QOS ANALYSIS OF LEO SATELLITE BROADBAND NETWORK FOR IOT IN SMART FARMING

Eka Hero Ramadhani
I Ketut Agung Enriko
Erika Lety Istikhomah Puspita Sari
Ahmad Tossin Alamsyah
Muhammad Azza Ulin Nuha


DOI: https://doi.org/10.29100/jipi.v10i3.7824

Abstract


The need for food in the form of agricultural products is currently increasing along with the growth of the world's population. However, the workforce in the agricultural sector in the modern era is decreasing because many young people are reluctant to become farmers. Therefore, the concept of Smart Farming emerged to overcome this problem by helping farmers manage and run agriculture efficiently using modern technology that can work automatically or be monitored or operated remotely using the internet network, for example, the Internet of Things (IoT) Smart Farming. However, agricultural areas located in remote or isolated villages are difficult to reach by terrestrial internet network infrastructure. Therefore, Low Earth Orbit (LEO) satellite broadband network infrastructure can be a new solution, so it needs to be researched. This research analyzes the Quality of Service (QoS) of LEO satellite broadband networks in IoT Smart Farming. The methods used consist of prototyping, experimentation, and analysis. QoS analysis based on throughput, packet loss, delay, and jitter parameters. The results of the experiment and analysis of this study indicate that the throughput value is 1243 bps.
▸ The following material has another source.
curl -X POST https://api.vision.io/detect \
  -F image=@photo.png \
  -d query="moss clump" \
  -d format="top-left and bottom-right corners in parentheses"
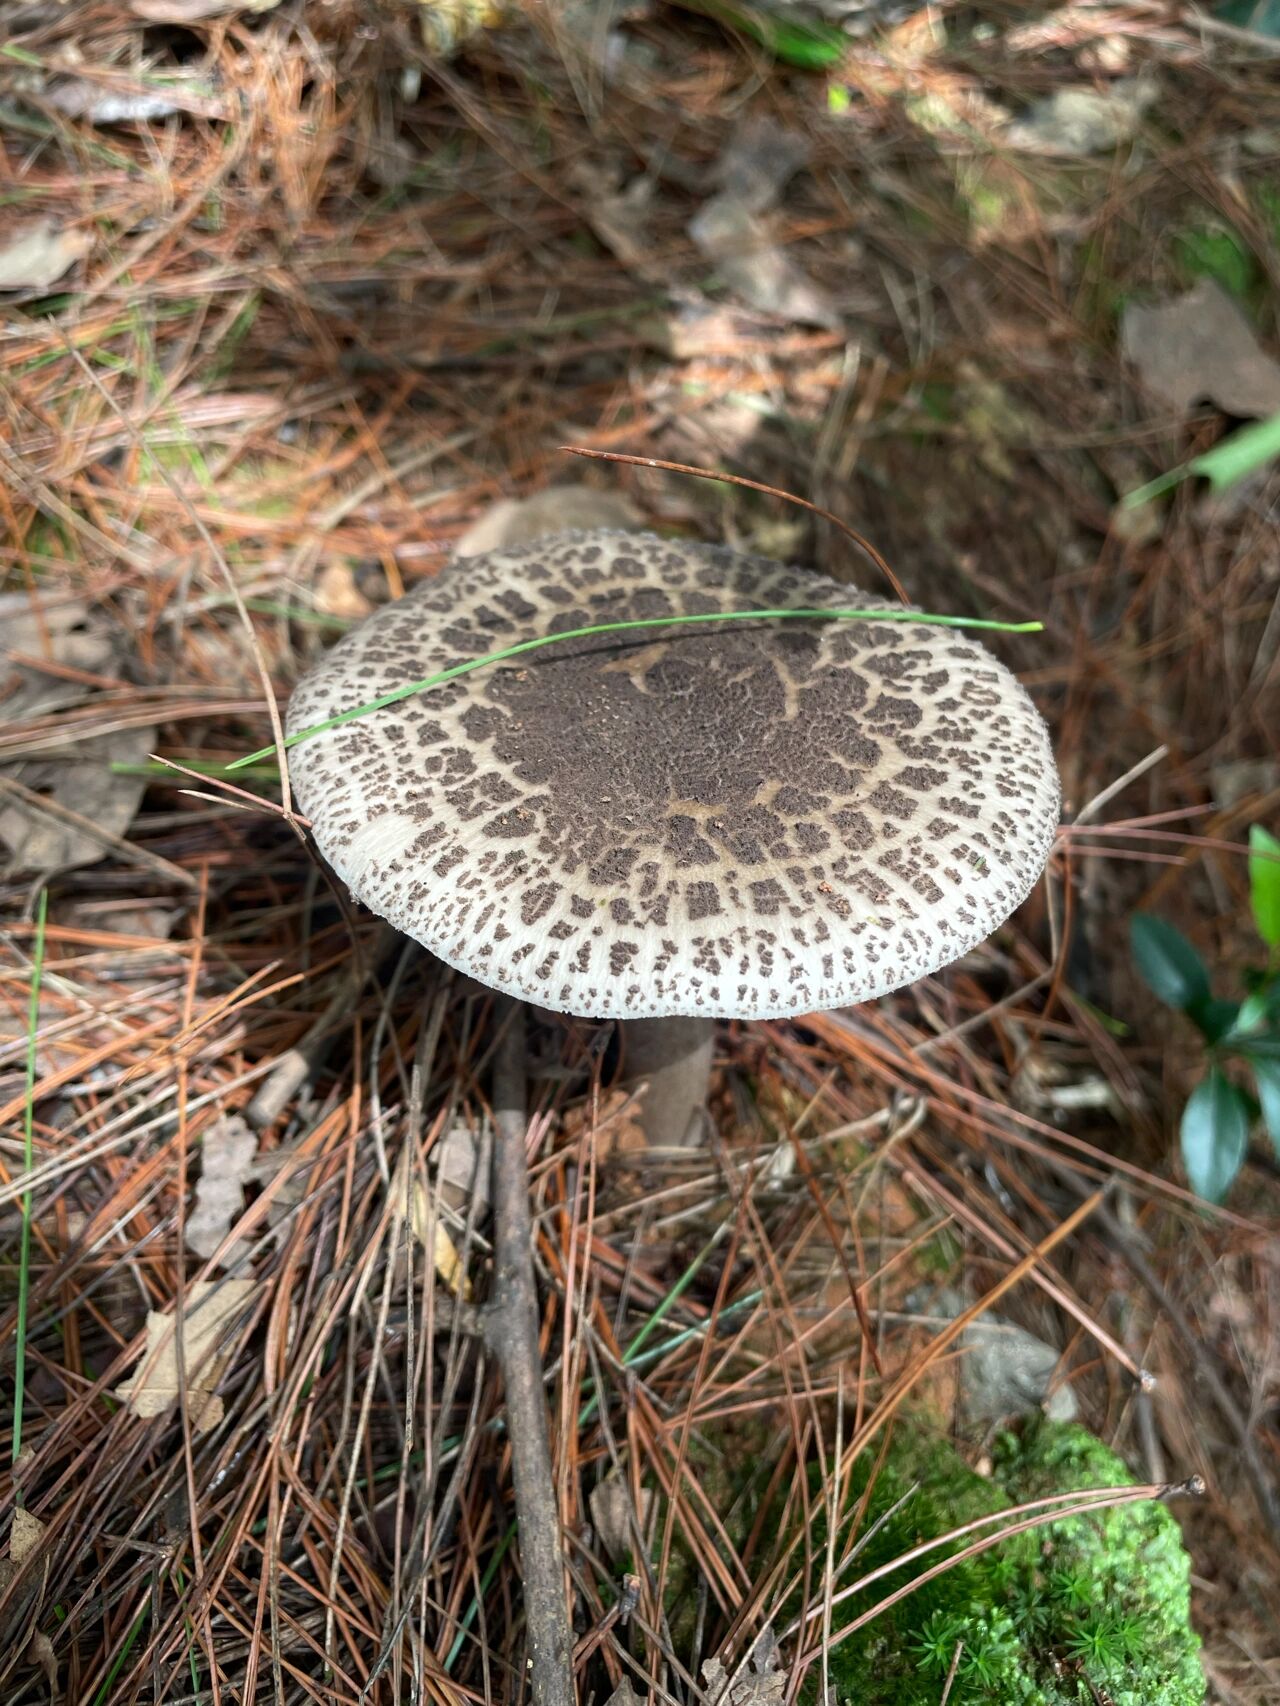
top-left (823, 1419), bottom-right (1203, 1706)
The speed test results show an average download speed of 88,89 Mbps and an upload speed of 14,08 Mbps. The packet loss value is 0%, which means that all packets were successfully sent. The average delay value is 97 ms. The jitter value is 26 ms. The results of this study can be further studied and developed for other use cases that are constrained by terrestrial internet network infrastructure.

Keywords


Broadband Network; IoT; LEO Satellite; QoS; Smart Farming.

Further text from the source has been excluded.